# Part 1 - Getting started

*Choose either Ollama or Google AI Studio setup*

## Ollama (Fully Local)

* Go to [https://ollama.com/](https://ollama.com/) download the binary, and install it.
* If prompted, install command line tools.
* If you have trouble with installation, go to the [Ollama GitHub repository](https://github.com/ollama/ollama) or [documentation](https://ollama.readthedocs.io/en/quickstart/) for more specific and up-to-date instructions.


### Downloading the Gemma model

Depending on your hardware, download one of the following models (we recommend 12b as it is quite smart but much smaller and faster than 27b).
For today's workshop we are using Q4 quantised models, with relatively small inputs, so we suggest the following VRAM requirements:
```
| Model                            | VRAM  |
|:---------------------------------|-------|
| **PetrosStav/gemma3-tools:4b**   | 8 GB  |
| **PetrosStav/gemma3-tools:12b**  | 16 GB |
| **PetrosStav/gemma3-tools:27b**  | 32 GB |
```

### Testing the Gemma model

```
ollama pull <model-name>
ollama run <model-name>
```

Ask to tell a joke or something and see if you get a response. Voilà, everything works!

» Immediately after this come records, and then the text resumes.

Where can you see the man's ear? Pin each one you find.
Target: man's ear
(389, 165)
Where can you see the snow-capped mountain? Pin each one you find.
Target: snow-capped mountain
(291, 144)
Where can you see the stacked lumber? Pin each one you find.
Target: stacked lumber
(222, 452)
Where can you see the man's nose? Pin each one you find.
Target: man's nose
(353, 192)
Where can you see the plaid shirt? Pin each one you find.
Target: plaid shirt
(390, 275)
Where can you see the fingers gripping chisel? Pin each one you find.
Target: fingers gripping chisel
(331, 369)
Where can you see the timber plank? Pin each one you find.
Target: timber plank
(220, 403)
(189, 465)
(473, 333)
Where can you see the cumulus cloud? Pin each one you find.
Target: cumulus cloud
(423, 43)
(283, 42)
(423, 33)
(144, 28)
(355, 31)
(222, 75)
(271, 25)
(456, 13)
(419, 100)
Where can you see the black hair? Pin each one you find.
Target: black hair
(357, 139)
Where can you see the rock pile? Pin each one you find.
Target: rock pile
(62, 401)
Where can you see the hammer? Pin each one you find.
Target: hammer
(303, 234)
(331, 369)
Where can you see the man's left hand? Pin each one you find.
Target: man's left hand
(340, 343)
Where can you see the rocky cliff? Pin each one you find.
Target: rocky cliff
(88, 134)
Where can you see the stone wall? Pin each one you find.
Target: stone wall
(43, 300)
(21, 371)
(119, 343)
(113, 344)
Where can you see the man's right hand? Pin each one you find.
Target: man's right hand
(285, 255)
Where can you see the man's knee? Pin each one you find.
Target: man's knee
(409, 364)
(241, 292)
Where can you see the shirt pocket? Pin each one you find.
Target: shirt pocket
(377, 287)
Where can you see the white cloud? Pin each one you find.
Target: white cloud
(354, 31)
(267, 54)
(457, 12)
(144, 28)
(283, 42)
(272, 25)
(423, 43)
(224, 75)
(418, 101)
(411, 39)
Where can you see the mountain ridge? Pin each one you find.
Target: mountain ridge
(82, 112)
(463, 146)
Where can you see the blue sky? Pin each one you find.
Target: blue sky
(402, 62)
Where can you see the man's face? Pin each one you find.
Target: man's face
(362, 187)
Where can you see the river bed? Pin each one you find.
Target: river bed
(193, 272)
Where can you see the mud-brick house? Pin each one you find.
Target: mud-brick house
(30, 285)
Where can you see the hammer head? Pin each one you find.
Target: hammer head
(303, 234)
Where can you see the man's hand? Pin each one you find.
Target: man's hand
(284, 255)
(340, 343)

## Google AI Studio (API-based)

* Go to [https://aistudio.google.com/](https://aistudio.google.com/) and sign in with your Google Account.
* Click “Get API key” in the top-right corner of the page.
* Click “Create API key” in the top-right corner of the page and then choose any available project in the dialog that appears.
* Once the key is generated, copy it and paste it into this notebook.

## Let's get coding

Create a virtual environment (or not) and install required dependencies:

In [None]:
!pip install openai mcp langfuse pydantic nest_asyncio

In [None]:
import json
import os
from openai import OpenAI
from openai.types.chat import ChatCompletionMessage, ChatCompletionMessageToolCall, ChatCompletionToolParam
from openai.types.chat.chat_completion_message_tool_call import Function
import subprocess
import re

Now let us initialize a client of your choice and test that it works:

In [None]:
### Local ollama setup, make sure you run ollama serve beforehand
# MODEL_NAME = "PetrosStav/gemma3-tools:12b"
# client = OpenAI(
#     base_url='http://localhost:11434/v1',
#     api_key='ollama',  # unused for ollama
# )

### If you were not able to install ollama, it is too slow or something else; you can continue with the workshop with the gemini model
MODEL_NAME = "gemini-2.0-flash"
client = OpenAI(
    base_url="https://generativelanguage.googleapis.com/v1beta/openai/",
    api_key=os.environ["AI_STUDIO_KEY"],
)

In [None]:
response = client.chat.completions.create(
    model=MODEL_NAME,
    messages=[
        {"role": "user", "content": "What is the determinant of [[1,2],[3,4]]?"}
    ]
).choices[0].message.content

print(response)

# Part 2 - Tool Calling

In [None]:
SYSTEM_MESSAGE = """You are a chatbot assisting the developer in day-to-day tasks."""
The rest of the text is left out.